WHOLE-EXOME SEQUENCING IDENTIFIES A POTENTIALLY PATHOGENIC VARIANT IN A HIGH PROPORTION OF IDIOPATHIC VENTRICULAR FIBRILLATION PROBANDS FROM THE CASPER REGISTRY

R. Tadros, A.D. Krahn, K.S. Lo, N. Chami, J.S. Healey, V.S. Chauhan, D.H. Birnie, J. Champagne, S. Sanatani, P. Angaran, R.M. Gow, S. Chakrabarti, B. Gerull, L. Sterns, R. Yee, L.J. Gula, G.J. Klein, M.H. Gollob, M. Gardner, C.S. Simpson, M. Talajic, G. Lettre

Department of Medicine, Montreal Heart Institute and Université de Montréal, Canada Whole-exome sequencing identifies a potentially pathogenic variant in a high proportion of idiopathic ventricular fibrillation probands from the CASPER registry

Abstract

Introduction: The genetics of idiopathic ventricular fibrillation (IVF) remains largely elusive. We assessed the yield of whole-exome sequencing (WES) in identifying pathogenic variants in IVF probands from the CASPER registry.
Methods: Patients with a history of ventricular fibrillation without a specific etiology despite extensive workup underwent WES using NimbleGen SeqCap and Illumina HiSeq2000. Only rare variants ( < 0.1% in exome aggregation consortium) predicted to be damaging (PolyPhen2 or SIFT) were considered.
Results: WES performed in 23 IVF probands yielded a mean coverage of 105X (93% at >20X).

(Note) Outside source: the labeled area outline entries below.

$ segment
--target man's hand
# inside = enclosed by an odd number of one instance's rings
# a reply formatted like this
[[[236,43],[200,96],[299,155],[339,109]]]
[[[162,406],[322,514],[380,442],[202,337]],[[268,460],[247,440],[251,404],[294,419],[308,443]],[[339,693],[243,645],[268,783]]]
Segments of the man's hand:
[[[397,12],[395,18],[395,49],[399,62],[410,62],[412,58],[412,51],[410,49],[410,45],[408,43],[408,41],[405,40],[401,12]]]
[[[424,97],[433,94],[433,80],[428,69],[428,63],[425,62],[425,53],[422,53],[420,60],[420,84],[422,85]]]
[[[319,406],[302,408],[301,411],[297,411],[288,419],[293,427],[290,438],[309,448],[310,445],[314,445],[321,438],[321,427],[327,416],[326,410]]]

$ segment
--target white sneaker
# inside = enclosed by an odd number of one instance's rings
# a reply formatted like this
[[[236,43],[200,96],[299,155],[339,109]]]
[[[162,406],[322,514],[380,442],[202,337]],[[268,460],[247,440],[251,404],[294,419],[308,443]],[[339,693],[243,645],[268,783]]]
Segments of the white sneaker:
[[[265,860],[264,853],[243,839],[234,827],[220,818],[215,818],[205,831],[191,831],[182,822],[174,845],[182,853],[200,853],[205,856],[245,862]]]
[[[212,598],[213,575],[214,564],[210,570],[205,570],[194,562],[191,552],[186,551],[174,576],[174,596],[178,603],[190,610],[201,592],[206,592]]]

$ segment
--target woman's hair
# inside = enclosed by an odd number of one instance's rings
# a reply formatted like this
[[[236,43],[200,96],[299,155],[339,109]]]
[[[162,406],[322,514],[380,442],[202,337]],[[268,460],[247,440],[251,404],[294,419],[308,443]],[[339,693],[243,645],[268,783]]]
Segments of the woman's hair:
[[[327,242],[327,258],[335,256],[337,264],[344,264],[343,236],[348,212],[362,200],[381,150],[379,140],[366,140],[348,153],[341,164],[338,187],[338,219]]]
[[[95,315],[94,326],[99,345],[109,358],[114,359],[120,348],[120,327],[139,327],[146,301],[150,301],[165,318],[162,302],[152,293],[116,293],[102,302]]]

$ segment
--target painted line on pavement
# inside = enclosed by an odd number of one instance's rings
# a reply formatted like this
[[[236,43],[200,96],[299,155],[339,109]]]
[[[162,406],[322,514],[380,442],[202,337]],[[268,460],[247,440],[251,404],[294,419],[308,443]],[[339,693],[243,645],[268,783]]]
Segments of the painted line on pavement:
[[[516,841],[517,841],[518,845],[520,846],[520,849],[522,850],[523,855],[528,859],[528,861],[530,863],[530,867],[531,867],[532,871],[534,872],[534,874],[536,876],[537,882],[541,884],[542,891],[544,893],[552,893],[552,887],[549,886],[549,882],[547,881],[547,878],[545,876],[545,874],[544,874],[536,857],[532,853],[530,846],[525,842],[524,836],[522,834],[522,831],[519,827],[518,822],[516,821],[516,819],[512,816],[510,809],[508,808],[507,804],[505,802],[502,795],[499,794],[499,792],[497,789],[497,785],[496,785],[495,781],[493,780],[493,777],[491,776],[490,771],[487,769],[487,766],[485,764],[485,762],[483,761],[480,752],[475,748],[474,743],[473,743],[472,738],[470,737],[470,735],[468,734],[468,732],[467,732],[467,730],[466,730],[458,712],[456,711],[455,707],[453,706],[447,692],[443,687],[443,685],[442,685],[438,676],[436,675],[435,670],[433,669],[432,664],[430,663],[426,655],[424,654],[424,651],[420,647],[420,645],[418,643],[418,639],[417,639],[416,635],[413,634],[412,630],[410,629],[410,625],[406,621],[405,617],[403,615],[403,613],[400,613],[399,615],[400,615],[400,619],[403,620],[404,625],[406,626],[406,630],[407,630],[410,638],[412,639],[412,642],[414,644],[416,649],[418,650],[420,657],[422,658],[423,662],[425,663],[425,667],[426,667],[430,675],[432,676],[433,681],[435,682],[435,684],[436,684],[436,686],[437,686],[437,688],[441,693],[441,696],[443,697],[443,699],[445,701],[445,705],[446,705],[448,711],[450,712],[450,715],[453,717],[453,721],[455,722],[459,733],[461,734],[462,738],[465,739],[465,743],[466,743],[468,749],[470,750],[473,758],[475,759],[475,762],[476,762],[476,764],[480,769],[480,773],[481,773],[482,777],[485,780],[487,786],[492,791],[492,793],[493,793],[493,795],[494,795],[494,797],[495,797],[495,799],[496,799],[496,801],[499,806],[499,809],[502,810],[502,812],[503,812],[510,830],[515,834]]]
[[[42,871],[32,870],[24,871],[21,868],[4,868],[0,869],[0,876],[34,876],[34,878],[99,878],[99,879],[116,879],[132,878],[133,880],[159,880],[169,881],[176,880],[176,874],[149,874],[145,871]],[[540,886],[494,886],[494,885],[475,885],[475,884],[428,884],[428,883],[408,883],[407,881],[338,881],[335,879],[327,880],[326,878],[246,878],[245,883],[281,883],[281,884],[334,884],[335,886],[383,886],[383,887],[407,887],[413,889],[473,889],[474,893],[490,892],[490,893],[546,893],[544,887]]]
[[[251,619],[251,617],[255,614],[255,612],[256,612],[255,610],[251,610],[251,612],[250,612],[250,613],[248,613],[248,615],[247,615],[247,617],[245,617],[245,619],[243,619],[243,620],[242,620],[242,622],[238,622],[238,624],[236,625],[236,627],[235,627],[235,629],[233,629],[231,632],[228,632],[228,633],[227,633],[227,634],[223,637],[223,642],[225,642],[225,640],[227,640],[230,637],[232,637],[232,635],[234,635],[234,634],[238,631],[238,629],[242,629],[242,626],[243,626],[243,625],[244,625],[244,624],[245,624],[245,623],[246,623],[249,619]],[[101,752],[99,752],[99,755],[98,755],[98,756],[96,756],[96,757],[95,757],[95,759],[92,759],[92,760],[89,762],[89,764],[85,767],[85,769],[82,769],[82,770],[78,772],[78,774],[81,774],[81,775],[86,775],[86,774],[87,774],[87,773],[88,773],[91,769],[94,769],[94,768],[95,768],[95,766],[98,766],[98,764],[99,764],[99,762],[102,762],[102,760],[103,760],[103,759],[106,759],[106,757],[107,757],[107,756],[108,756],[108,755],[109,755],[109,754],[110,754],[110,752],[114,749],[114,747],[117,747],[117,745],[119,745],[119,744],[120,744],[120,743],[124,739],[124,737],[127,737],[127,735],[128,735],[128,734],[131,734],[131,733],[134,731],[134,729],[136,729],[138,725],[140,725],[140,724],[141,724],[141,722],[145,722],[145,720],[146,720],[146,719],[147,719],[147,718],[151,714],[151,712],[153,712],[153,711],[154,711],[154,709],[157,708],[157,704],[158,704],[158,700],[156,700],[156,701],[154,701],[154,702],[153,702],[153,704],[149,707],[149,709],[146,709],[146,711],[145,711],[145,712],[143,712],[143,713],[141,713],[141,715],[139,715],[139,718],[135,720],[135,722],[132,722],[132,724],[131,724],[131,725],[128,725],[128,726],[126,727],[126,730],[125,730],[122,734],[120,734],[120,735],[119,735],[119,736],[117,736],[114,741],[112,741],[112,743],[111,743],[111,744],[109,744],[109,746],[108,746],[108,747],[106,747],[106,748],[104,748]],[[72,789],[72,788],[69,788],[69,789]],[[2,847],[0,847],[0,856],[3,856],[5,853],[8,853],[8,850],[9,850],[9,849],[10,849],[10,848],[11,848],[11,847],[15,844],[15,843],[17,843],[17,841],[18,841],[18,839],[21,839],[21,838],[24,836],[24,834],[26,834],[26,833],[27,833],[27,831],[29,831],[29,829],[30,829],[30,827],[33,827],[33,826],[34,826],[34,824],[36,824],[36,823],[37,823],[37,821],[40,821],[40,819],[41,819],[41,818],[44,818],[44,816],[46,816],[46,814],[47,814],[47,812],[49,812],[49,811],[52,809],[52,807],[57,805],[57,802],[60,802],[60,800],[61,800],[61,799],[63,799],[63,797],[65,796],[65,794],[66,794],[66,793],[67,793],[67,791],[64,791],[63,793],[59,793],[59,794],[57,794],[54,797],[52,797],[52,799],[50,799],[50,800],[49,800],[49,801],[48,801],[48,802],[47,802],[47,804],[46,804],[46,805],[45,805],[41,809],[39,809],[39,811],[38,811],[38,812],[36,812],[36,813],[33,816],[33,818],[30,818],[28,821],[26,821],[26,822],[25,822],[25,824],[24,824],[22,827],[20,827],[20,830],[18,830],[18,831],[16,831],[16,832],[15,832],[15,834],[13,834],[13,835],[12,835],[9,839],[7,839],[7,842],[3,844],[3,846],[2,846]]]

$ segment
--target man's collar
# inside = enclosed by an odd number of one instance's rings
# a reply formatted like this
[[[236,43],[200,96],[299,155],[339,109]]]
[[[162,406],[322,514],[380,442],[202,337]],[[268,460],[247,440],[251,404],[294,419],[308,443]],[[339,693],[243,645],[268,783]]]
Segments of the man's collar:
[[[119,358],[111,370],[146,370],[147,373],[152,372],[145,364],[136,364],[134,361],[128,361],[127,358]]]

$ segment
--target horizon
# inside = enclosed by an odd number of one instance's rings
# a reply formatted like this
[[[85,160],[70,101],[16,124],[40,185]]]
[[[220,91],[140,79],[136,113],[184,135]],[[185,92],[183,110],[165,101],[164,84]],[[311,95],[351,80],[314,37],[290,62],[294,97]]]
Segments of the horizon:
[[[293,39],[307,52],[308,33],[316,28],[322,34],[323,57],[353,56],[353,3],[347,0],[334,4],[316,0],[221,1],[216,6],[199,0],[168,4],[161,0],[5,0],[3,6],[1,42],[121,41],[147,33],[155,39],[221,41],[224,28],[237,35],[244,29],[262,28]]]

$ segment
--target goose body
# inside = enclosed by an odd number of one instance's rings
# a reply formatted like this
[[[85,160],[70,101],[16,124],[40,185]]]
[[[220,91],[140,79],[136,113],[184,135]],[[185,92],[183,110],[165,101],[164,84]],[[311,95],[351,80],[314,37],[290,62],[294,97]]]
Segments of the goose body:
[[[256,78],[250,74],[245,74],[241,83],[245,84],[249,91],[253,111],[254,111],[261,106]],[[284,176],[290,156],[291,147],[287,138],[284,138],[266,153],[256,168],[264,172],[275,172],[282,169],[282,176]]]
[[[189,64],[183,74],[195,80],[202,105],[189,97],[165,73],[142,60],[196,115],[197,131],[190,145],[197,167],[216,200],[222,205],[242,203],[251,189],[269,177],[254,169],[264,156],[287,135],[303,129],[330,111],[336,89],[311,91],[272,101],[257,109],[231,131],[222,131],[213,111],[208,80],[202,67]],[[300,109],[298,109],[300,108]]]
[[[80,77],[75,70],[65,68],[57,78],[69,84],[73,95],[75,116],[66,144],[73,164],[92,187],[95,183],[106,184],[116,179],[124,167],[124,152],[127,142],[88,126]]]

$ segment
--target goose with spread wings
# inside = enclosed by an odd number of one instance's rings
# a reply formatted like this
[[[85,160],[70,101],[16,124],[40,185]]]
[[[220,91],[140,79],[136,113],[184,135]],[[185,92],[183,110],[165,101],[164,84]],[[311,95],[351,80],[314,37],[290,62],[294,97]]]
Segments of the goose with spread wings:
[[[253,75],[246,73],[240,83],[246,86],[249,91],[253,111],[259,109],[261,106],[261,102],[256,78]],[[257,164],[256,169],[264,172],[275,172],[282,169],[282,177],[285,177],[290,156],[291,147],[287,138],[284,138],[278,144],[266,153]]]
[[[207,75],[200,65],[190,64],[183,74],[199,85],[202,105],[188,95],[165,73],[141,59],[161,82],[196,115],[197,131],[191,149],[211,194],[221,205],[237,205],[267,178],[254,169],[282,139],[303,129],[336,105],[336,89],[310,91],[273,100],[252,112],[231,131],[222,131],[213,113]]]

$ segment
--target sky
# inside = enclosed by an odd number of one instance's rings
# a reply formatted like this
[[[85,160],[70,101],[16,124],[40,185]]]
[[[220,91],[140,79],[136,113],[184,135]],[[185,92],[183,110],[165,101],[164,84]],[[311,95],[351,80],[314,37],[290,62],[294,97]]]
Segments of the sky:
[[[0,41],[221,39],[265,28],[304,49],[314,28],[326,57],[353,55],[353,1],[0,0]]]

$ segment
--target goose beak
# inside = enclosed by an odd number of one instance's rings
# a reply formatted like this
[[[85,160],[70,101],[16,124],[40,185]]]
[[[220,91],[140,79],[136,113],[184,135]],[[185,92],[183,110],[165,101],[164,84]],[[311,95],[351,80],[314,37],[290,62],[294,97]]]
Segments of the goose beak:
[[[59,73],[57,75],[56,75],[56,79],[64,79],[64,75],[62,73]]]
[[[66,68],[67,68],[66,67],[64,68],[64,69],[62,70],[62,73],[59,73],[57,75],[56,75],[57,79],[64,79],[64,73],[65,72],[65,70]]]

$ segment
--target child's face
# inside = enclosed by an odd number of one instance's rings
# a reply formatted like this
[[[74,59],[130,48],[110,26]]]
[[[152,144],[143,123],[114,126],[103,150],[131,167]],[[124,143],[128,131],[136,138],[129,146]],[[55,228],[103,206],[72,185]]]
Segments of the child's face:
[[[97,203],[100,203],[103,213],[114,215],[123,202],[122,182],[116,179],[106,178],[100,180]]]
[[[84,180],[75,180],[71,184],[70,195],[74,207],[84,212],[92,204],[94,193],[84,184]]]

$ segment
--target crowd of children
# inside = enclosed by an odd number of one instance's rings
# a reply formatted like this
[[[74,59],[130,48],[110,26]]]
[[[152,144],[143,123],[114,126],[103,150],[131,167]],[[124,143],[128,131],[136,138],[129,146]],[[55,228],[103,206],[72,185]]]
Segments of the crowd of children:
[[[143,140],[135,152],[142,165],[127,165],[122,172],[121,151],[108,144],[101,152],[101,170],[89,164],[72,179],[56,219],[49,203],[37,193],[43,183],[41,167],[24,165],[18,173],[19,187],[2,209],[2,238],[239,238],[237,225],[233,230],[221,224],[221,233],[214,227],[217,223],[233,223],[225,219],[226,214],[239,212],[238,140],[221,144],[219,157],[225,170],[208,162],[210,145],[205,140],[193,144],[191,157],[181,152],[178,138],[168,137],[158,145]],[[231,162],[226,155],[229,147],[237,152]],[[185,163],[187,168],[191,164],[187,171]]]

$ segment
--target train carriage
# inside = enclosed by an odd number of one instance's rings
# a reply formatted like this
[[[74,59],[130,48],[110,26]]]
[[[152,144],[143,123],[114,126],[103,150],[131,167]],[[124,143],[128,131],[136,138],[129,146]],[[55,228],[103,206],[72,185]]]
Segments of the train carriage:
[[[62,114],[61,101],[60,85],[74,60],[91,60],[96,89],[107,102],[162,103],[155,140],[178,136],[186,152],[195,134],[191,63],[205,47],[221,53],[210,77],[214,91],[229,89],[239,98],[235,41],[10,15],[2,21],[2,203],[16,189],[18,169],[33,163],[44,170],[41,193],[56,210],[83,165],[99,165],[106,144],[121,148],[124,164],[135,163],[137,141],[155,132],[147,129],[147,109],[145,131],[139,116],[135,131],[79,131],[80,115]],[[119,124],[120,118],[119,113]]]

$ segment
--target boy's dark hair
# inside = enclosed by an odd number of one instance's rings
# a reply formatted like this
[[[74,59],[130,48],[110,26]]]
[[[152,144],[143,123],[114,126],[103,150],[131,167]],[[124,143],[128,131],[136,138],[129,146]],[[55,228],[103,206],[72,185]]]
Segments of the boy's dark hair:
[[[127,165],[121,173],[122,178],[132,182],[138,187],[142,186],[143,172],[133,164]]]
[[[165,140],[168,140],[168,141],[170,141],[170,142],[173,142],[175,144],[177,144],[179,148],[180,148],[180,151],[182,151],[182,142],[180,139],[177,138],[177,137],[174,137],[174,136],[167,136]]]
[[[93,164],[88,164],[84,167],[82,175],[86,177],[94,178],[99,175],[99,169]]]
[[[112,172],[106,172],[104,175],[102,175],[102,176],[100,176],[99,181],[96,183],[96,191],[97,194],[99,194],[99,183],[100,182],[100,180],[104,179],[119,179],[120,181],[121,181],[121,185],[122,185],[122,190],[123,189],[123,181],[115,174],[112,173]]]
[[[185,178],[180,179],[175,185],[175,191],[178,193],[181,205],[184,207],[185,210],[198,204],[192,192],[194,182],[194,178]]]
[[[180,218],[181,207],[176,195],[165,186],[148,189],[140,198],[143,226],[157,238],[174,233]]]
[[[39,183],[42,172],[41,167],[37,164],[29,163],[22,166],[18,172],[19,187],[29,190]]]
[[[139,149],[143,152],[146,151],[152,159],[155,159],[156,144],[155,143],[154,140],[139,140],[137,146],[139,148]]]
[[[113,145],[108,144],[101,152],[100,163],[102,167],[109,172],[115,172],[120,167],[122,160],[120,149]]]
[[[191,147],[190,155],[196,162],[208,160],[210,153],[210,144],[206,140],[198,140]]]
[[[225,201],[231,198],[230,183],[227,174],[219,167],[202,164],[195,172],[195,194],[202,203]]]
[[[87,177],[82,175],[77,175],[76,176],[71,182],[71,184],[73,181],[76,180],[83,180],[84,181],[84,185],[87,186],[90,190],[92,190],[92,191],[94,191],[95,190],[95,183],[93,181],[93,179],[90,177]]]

There was no enrichment of variants in any single gene compared to data from the Exome Sequencing Project. We identified 15 rare, predicted damaging variants in known arrhythmia/cardiomyopathy genes in 11 patients (48%). Among these variants, 5 are novel while 3 were previously reported in patients with arrhythmogenic cardiomyopathy or long QT syndrome.
Conclusions: Whole-exome sequencing identifies rare potentially pathogenic variants in arrhythmia and cardiomyopathy genes in nearly half of this IVF cohort. Functional and segregation analyses are required to assess pathogenicity. Our data support the heterogenic genetic nature of IVF.